- Bunjil
- Coordinates: 29°39′54″S 116°22′16″E﻿ / ﻿29.665°S 116.371°E
- Country: Australia
- State: Western Australia
- LGA(s): Shire of Perenjori;
- Location: 326 km (203 mi) N of Perth; 62 km (39 mi) SE of Morawa; 74 km (46 mi) N of Dalwallinu;
- Established: 1914

Government
- • State electorate(s): Moore;
- • Federal division(s): Durack;

Area
- • Total: 1,926.2 km^{2} (743.7 sq mi)
- Elevation: 319 m (1,047 ft)

Population
- • Total(s): 61 (SAL 2021)
- Postcode: 6623

= Bunjil, Western Australia =

Bunjil is a small town in Western Australia located on the Mullewa Wubin Road 326 km north of Perth in the Mid West region. At the 2021 census, it had a population of 61.

The townsite was gazetted in 1914, after being initially established as a railway siding on the Wongan Hills to Mullewa railway line in 1913 to allow transport of crops and stock.
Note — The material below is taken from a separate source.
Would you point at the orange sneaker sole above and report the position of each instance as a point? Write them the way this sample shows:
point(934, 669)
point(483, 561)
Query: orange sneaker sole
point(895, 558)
The name is Indigenous Australian in origin but its meaning is unknown.

In 1932 the Wheat Pool of Western Australia announced that the town would have two grain elevators, each fitted with an engine, installed at the railway siding.

The main industry in town is wheat farming with the town being a Cooperative Bulk Handling receival site.